Erin Slattery and Shane Farrington are the parents of two young children from Granby, CT.
She’s got tittoos, dog filters, and glamour photos on Subarus.
His name is Shane.
They were destined to produce out of wedlock children and end up on TB.
A little over a week ago Shane started a GoFundMe for Erin because she suddenly had brain cancer and was on the verge of dying if they didn’t raise money for the chemo that insurance apparently didn’t cover.
They wisely used the kids as bait in the cover photo which netted them over $7K in donations.
Literally four days later this happened.
“So I told a little white lie about (checks notes) having terminal brain cancer. But you can trust me now when I’m saying that I still have cancer, just not as bad as you thought it was before. I also blew all your donations but I pinky swear that I will get them back to you for real this time.”
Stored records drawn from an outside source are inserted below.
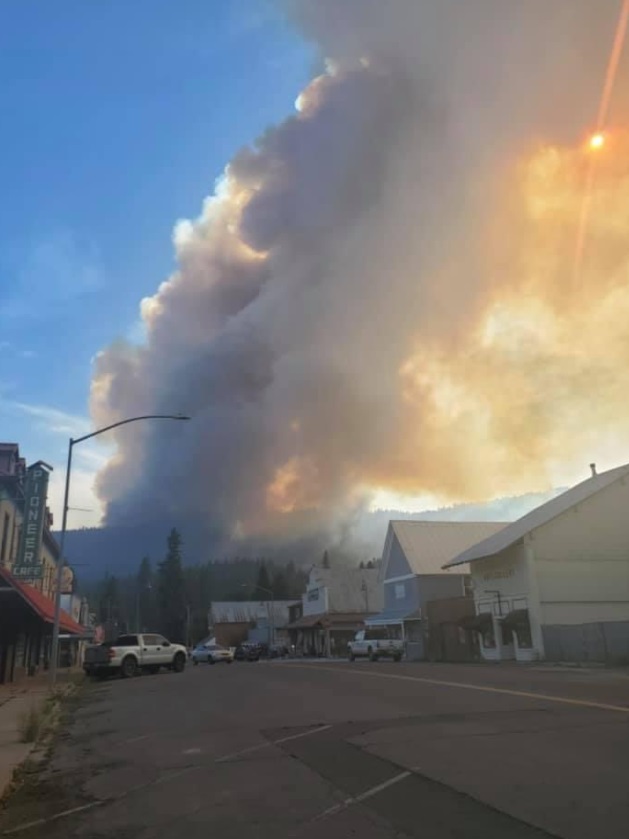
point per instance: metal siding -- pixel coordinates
(541, 515)
(397, 564)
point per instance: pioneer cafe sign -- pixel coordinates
(28, 565)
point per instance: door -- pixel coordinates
(163, 653)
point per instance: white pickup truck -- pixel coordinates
(129, 655)
(373, 644)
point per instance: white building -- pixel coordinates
(334, 607)
(555, 583)
(413, 574)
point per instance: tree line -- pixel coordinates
(173, 599)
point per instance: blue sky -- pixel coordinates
(117, 118)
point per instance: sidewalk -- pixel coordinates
(15, 701)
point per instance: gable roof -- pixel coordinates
(349, 589)
(250, 611)
(429, 545)
(512, 533)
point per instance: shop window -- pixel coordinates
(506, 635)
(523, 634)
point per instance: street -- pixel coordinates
(331, 749)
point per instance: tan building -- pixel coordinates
(555, 583)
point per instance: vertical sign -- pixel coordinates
(28, 564)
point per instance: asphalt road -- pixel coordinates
(326, 749)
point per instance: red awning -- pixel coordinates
(43, 606)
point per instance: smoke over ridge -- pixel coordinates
(379, 294)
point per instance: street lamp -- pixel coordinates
(272, 611)
(72, 442)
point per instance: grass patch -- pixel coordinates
(30, 725)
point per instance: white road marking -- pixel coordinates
(358, 799)
(542, 697)
(137, 739)
(266, 745)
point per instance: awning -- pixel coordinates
(393, 616)
(43, 606)
(330, 620)
(519, 617)
(478, 623)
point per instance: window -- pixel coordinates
(5, 539)
(523, 634)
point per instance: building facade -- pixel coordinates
(413, 576)
(29, 557)
(555, 584)
(335, 605)
(259, 621)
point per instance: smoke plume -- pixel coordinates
(380, 295)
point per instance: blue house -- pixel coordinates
(412, 573)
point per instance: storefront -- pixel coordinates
(26, 620)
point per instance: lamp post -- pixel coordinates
(138, 594)
(73, 442)
(271, 613)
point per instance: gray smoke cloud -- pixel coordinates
(322, 327)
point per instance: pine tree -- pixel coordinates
(171, 591)
(263, 582)
(145, 617)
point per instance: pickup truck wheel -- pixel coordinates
(129, 667)
(179, 663)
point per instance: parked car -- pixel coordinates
(130, 655)
(247, 652)
(374, 644)
(211, 654)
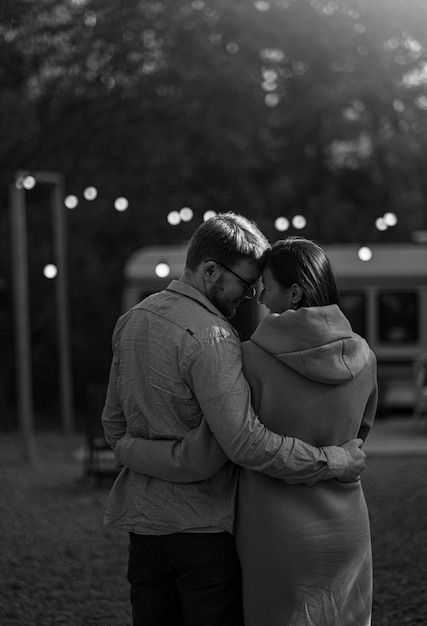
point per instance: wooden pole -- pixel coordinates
(65, 378)
(22, 319)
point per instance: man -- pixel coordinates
(177, 359)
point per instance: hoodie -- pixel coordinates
(311, 376)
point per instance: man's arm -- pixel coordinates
(216, 377)
(113, 419)
(371, 407)
(224, 397)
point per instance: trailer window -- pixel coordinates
(353, 305)
(397, 317)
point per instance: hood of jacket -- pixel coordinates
(317, 342)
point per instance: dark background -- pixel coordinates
(268, 108)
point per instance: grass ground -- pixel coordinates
(60, 566)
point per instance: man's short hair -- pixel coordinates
(227, 238)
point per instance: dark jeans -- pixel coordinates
(185, 579)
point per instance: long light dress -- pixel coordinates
(305, 550)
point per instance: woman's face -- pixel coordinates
(277, 299)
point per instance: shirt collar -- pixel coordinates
(191, 292)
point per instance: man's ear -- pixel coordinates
(296, 293)
(209, 269)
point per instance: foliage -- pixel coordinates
(267, 107)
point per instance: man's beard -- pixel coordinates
(226, 306)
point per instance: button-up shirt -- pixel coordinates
(177, 359)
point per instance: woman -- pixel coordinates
(305, 550)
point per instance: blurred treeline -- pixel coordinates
(269, 107)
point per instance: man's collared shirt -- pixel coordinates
(175, 359)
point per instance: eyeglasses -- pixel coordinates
(251, 290)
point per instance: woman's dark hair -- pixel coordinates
(301, 261)
(227, 238)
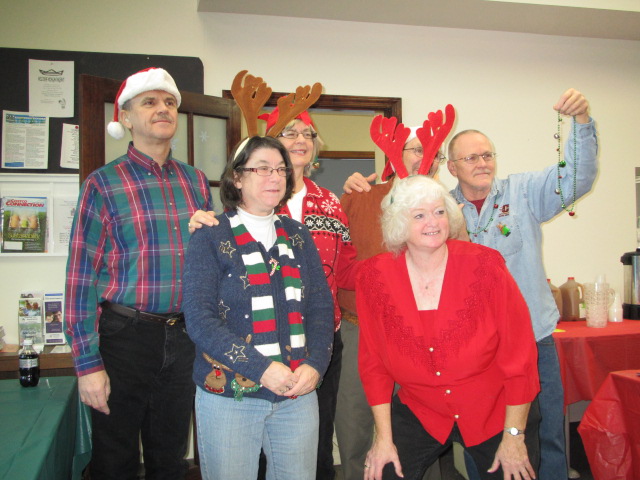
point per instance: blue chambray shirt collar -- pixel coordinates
(497, 187)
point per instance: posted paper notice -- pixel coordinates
(51, 88)
(25, 140)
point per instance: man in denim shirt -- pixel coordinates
(506, 214)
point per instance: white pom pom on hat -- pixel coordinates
(142, 81)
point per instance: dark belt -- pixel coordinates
(166, 319)
(349, 316)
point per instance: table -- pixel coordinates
(44, 430)
(51, 364)
(610, 428)
(587, 355)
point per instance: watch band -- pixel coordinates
(514, 431)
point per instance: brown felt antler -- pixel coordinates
(292, 105)
(391, 140)
(432, 134)
(250, 95)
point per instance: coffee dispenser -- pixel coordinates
(631, 268)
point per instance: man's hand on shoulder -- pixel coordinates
(94, 390)
(201, 218)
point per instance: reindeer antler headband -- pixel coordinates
(252, 94)
(391, 137)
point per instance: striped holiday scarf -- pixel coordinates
(262, 302)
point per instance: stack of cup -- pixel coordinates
(598, 297)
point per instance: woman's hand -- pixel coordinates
(308, 378)
(278, 378)
(358, 183)
(382, 452)
(512, 456)
(201, 218)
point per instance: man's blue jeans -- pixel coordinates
(553, 460)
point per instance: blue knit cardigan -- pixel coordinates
(217, 307)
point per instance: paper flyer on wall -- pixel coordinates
(30, 318)
(51, 87)
(70, 147)
(25, 140)
(53, 319)
(64, 209)
(24, 224)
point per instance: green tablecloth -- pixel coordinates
(44, 430)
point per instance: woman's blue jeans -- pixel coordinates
(231, 434)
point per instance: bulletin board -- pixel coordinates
(188, 72)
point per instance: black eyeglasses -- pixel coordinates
(474, 157)
(293, 134)
(265, 171)
(419, 152)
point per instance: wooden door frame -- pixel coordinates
(95, 92)
(387, 106)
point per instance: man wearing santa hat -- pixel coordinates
(123, 301)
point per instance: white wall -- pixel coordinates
(502, 83)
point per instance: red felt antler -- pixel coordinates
(432, 135)
(391, 139)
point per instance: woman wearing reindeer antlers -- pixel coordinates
(260, 312)
(318, 209)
She made a mistake. Lots of people make mistakes. Some people leave the laundry in the washing machine all night and they come out smelling worse than when you put them in, while other people lie about having terminal brain cancer in order to defraud friends and family. These are just mistakes.
Meanwhile Shane is pulling the “I didn’t know that my baby momma didn’t really have brain cancer dindu nuffin” card.
“For anyone affected by my previous relationship from literally 4 days ago, involving a fundraiser I created and shared multiple times on social media, you’ll have to take my word for it that I’m a victim too here.”
Luckily for Shane she’s going along with that whopper too.
According to her though he’s abusive to her and the kids, which is why she left him.
But according to him he found out that she was lying about having brain cancer this whole time, she tried to get him to go along with it, and he decided that this was a deal breaker.
Now they’ve apparently gotten a visit from the DCF Fairy and they’re selling a car hoping to pay back some of the $7K they defrauded from friends and family.
The worst part about this story is that they’re not even junkies. At least junkies have an excuse. These two gutter slugs just felt like splurging on tittoos and Axe body spray for their next performance on Only Fans. This is why you don’t name your kid Shane. They will end up on TB one day. That’s just science.